Topic: Shabbos Shira, A Shabbos For the Birds

by Rabbi Yehudah Prero


This Shabbos, on which the Torah portion of Beshalach is read, is known as Shabbos Shirah, The Sabbath of Song. The source of this special name is the portion of Beshalach, in which we read of the song the entire nation of Israel sang after the miracle of the splitting of the Red Sea. This song, which is recited every day as part of the morning prayers, is a special song. Because of the importance of this song, the Shabbos on which we read it takes the name of "Sabbath of the Song." What makes this song so special that, above and beyond all the other miraculous events that are read about in the Torah portion, the Shabbos is given it as its moniker?

One of the customs associated with this Shabbos is to place crumbs outside for the birds to eat. (As to the Halachik correctness of this custom, see Shulchan Aruch Orech Chayim 324.) We read in the Torah on this week about G-d giving the "Man", manna, to the nation of Israel, for their sustenance. Moshe told the nation of Israel that the Man would not fall on Shabbos, and therefore they should collect a double portion on Friday. There were rabble-rousers who wanted to embarrass Moshe and weaken his authority. They took Man they had collected on Friday, and after dark placed it out on the ground. Come morning, they hoped that people would think that the Man did indeed fall on Shabbos, and Moshe, who they contended made up the laws as he went along, was wrong. However, no Man was around on Shabbos morning. Why? Because the birds carried it away before the nation awoke, so that the nation would indeed trust in Moshe and respect the sanctity of the Shabbos about which Moshe spoke. To reward the birds for this noble deed, we feed them the week on which we read of the surrounding incident, the week of Beshalach.

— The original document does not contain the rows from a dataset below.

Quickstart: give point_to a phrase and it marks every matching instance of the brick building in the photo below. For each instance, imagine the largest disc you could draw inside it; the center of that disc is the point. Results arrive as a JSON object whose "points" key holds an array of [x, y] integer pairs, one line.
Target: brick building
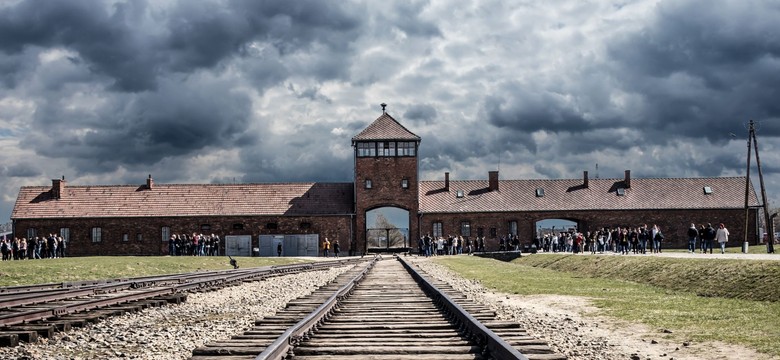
{"points": [[385, 207]]}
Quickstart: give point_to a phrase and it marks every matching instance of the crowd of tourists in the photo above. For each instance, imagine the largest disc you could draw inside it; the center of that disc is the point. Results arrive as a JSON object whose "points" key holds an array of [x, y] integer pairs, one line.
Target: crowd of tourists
{"points": [[193, 245], [618, 239], [706, 236], [50, 247], [451, 245]]}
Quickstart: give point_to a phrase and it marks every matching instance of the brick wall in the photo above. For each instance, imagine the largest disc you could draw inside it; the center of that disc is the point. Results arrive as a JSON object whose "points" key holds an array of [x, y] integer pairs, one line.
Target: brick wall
{"points": [[673, 223], [151, 243], [386, 174]]}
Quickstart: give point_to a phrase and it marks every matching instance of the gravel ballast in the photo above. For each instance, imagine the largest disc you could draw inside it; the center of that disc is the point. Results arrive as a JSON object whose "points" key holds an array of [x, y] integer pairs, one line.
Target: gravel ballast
{"points": [[173, 331]]}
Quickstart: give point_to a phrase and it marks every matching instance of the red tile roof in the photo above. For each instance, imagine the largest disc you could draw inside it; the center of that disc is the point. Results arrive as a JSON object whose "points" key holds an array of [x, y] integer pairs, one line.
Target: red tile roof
{"points": [[385, 128], [185, 200], [570, 194]]}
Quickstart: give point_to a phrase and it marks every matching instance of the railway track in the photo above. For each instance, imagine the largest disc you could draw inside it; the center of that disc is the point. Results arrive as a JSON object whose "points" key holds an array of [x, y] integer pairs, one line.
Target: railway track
{"points": [[30, 312], [382, 310]]}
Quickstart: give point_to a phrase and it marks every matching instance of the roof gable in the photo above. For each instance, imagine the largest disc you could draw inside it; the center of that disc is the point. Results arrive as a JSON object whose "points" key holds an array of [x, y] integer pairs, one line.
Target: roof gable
{"points": [[385, 128]]}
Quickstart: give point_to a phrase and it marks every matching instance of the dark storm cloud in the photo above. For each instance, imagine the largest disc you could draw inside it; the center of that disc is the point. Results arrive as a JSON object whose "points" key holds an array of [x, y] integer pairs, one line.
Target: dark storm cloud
{"points": [[314, 153], [406, 17], [704, 75], [420, 113], [23, 170], [525, 111], [173, 121]]}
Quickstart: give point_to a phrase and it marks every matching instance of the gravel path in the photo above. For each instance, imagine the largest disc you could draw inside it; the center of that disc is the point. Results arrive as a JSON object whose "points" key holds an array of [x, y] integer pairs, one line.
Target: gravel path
{"points": [[573, 327], [173, 331]]}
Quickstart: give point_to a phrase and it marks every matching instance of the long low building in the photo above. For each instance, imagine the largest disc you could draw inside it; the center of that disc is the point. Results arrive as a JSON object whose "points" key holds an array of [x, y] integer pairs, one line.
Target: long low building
{"points": [[386, 208]]}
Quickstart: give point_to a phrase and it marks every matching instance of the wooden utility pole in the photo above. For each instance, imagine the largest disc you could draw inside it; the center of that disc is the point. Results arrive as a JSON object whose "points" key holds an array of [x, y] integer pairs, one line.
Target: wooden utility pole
{"points": [[768, 228]]}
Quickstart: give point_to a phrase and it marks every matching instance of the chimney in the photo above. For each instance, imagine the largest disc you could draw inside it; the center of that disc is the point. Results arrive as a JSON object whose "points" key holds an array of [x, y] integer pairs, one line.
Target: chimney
{"points": [[58, 187], [627, 180], [493, 180]]}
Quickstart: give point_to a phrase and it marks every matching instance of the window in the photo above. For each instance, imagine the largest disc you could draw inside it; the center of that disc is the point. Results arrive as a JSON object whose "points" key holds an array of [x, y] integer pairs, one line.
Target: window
{"points": [[406, 148], [65, 233], [386, 148], [438, 230], [512, 225], [97, 234], [465, 228], [366, 149]]}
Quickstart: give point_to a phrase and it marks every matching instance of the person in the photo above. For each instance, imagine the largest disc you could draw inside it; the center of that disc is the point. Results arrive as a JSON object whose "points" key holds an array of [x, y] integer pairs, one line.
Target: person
{"points": [[658, 238], [692, 234], [702, 235], [722, 235], [709, 235], [326, 247]]}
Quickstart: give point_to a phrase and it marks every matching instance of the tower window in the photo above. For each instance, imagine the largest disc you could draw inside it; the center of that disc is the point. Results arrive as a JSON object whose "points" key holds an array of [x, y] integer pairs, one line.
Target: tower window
{"points": [[406, 148], [366, 149]]}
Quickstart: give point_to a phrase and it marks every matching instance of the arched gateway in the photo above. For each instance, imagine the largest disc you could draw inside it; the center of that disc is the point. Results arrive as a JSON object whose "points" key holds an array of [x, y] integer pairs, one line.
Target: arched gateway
{"points": [[386, 186]]}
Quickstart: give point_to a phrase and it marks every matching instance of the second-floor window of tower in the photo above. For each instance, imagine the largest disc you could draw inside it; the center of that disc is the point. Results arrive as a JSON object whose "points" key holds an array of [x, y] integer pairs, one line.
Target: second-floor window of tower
{"points": [[406, 148], [386, 148], [366, 149]]}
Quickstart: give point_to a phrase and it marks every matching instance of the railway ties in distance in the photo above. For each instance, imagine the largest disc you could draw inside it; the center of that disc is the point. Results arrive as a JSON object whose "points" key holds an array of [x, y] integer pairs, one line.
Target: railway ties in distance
{"points": [[382, 310]]}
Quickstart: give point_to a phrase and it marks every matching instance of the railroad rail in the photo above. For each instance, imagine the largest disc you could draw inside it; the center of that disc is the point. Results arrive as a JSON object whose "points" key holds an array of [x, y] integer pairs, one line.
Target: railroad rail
{"points": [[382, 310], [27, 312]]}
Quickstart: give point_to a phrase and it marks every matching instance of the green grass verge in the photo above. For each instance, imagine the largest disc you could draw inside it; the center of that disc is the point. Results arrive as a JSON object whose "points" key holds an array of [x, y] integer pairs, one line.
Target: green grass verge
{"points": [[654, 299], [27, 272]]}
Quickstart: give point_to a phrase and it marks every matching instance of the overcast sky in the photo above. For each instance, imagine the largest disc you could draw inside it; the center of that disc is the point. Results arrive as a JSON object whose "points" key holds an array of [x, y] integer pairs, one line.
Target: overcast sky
{"points": [[272, 91]]}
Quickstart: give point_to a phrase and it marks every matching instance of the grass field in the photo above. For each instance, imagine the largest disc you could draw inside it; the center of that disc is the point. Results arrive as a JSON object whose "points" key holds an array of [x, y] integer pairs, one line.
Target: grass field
{"points": [[699, 300], [26, 272]]}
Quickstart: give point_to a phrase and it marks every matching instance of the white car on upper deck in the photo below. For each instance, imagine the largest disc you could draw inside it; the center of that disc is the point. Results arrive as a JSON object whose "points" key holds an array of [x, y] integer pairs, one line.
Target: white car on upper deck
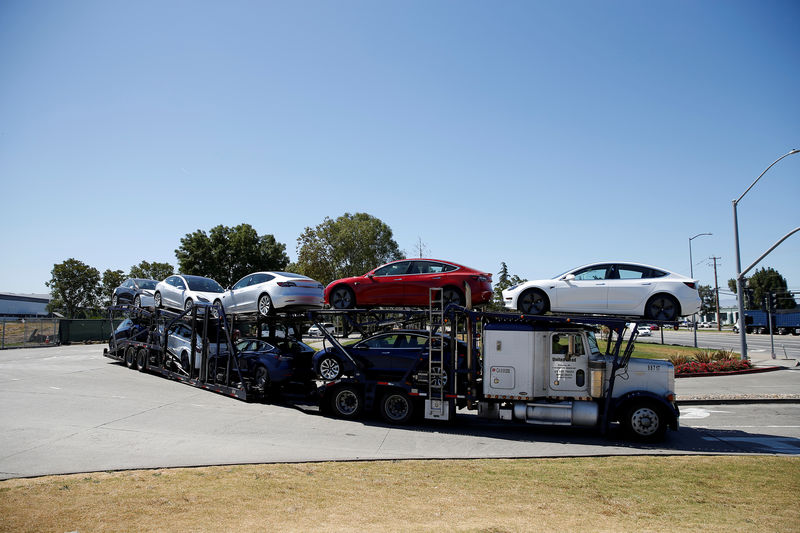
{"points": [[613, 288]]}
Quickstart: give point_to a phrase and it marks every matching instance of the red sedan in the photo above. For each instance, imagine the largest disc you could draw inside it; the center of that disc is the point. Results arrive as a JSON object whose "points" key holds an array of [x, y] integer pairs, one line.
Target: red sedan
{"points": [[407, 283]]}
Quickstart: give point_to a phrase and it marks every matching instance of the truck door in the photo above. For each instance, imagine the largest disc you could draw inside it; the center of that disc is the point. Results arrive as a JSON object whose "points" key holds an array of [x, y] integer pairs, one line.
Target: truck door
{"points": [[569, 362]]}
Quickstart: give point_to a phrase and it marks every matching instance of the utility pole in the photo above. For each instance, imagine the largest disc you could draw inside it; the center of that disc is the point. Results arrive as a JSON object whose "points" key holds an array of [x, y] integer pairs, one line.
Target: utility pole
{"points": [[716, 290]]}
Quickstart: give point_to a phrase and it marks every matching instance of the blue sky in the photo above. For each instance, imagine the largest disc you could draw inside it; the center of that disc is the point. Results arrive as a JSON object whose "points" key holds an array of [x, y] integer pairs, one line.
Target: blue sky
{"points": [[543, 134]]}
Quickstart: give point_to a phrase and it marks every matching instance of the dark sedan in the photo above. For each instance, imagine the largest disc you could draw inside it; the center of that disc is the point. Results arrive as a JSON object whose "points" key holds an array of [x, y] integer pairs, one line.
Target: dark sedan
{"points": [[388, 356], [271, 363], [136, 291]]}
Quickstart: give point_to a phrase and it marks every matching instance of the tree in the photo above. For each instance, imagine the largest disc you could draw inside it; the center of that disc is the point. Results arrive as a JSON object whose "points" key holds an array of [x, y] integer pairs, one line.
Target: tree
{"points": [[227, 254], [111, 280], [766, 281], [73, 285], [348, 246], [504, 281], [155, 270]]}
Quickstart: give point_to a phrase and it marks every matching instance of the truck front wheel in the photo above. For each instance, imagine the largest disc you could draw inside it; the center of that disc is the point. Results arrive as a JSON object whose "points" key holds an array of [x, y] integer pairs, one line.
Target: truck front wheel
{"points": [[645, 421]]}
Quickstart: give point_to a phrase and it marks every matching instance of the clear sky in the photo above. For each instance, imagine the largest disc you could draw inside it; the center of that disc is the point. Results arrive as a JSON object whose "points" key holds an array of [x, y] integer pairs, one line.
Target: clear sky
{"points": [[540, 133]]}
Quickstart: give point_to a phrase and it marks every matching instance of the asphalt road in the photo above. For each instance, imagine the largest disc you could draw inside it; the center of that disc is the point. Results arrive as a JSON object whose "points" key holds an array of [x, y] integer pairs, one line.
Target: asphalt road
{"points": [[785, 345], [69, 409]]}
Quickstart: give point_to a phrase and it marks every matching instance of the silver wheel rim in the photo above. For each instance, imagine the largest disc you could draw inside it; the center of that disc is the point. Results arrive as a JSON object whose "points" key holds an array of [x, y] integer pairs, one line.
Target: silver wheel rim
{"points": [[329, 368], [346, 402], [644, 421], [264, 305], [396, 407]]}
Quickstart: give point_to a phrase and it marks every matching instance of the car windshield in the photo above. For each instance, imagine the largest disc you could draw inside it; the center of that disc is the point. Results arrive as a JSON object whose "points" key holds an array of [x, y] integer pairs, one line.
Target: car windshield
{"points": [[203, 284]]}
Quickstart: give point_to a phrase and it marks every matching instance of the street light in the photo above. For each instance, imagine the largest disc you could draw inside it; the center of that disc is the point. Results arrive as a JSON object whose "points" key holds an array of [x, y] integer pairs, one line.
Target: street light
{"points": [[739, 296], [691, 274]]}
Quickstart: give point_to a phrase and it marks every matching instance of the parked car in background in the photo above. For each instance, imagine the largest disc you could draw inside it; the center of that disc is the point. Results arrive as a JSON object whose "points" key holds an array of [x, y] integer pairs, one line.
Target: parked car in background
{"points": [[388, 355], [629, 289], [407, 283], [267, 292], [316, 331], [181, 291], [136, 291]]}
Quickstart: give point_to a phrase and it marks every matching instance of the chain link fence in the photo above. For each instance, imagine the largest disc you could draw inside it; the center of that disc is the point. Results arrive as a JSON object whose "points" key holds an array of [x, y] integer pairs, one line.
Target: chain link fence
{"points": [[28, 332]]}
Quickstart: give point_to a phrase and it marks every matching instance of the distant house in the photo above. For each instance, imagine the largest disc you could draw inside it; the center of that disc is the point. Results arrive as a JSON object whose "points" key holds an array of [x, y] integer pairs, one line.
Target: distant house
{"points": [[24, 305]]}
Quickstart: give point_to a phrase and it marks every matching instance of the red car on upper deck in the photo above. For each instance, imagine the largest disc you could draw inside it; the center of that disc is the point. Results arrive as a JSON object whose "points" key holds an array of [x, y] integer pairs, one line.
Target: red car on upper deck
{"points": [[407, 283]]}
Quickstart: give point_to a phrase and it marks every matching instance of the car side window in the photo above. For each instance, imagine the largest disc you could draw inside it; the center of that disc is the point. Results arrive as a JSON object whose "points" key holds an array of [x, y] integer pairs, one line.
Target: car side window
{"points": [[591, 273], [394, 269]]}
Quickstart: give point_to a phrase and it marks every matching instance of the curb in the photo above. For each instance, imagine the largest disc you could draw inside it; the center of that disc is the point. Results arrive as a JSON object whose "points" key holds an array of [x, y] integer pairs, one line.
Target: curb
{"points": [[733, 372]]}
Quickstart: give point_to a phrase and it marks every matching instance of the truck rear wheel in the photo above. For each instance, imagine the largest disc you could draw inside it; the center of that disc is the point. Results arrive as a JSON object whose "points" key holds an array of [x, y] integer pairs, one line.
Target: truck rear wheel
{"points": [[645, 421]]}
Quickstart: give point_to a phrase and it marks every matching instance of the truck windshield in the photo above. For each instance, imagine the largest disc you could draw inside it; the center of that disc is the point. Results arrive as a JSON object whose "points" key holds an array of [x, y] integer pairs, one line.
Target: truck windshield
{"points": [[593, 344]]}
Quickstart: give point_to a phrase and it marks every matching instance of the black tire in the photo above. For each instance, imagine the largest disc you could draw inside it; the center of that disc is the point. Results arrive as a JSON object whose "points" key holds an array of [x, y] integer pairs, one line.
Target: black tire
{"points": [[451, 295], [329, 368], [397, 407], [141, 359], [130, 357], [346, 402], [645, 421], [342, 297], [265, 307], [533, 302], [662, 307]]}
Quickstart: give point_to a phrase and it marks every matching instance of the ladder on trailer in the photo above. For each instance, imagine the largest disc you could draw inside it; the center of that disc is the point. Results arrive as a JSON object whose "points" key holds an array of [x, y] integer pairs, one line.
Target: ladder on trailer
{"points": [[436, 405]]}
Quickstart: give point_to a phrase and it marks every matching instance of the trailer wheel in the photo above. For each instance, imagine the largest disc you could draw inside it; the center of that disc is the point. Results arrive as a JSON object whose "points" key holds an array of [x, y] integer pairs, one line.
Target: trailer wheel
{"points": [[396, 407], [346, 402], [265, 307], [342, 297], [330, 368], [533, 302], [141, 359], [662, 307], [645, 421], [130, 357]]}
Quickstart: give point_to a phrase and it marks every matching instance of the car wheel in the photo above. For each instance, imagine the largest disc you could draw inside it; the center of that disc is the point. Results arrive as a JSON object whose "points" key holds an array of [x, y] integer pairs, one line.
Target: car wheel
{"points": [[451, 295], [645, 421], [141, 359], [662, 307], [265, 305], [130, 357], [342, 298], [396, 407], [346, 402], [533, 302], [329, 368]]}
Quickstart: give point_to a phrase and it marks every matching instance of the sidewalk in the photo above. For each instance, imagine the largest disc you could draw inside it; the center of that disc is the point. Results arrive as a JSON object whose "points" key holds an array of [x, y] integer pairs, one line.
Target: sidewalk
{"points": [[778, 381]]}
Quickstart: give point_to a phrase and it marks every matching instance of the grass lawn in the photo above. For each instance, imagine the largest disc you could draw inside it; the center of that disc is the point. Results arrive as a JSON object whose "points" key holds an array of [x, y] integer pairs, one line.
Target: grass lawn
{"points": [[687, 493]]}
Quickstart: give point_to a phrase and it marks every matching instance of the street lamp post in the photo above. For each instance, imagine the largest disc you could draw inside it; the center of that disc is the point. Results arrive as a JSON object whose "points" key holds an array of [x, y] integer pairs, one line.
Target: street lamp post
{"points": [[691, 274], [739, 284]]}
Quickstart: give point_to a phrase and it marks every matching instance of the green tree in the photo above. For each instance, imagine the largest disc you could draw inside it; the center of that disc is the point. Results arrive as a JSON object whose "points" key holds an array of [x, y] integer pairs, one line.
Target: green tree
{"points": [[348, 246], [111, 280], [504, 281], [155, 270], [226, 254], [73, 285], [766, 281]]}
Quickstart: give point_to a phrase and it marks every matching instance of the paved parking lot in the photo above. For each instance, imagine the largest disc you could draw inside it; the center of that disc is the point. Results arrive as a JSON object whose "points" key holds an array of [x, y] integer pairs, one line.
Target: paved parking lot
{"points": [[69, 409]]}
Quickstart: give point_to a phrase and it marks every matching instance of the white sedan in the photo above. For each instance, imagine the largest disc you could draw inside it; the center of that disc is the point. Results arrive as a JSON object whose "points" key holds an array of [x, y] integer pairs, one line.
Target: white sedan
{"points": [[629, 289], [182, 291], [265, 292]]}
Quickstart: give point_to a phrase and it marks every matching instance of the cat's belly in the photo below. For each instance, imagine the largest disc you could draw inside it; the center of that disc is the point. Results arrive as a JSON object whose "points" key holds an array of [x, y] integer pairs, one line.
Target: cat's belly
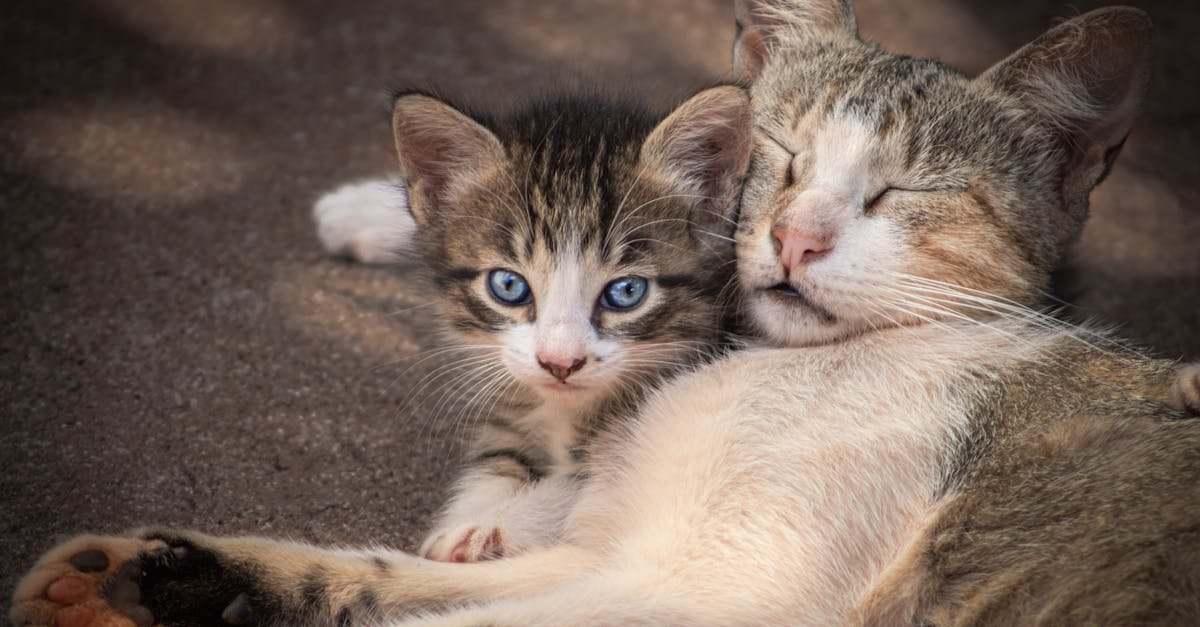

The Sefer HaToda'ah mentions an additional reason why we feed the birds this week. The chirping of birds is not just idle song. It is the way that birds praise G-d for providing them with their needs. Because, on this week, we too sing praise of G-d, we recognize the constant song of praise chirped by the birds by feeding them, as a form of reward.

Why should we reward birds for their song of praise? Why is the "faith" of the birds more deserving of recognition than expressions from other creations?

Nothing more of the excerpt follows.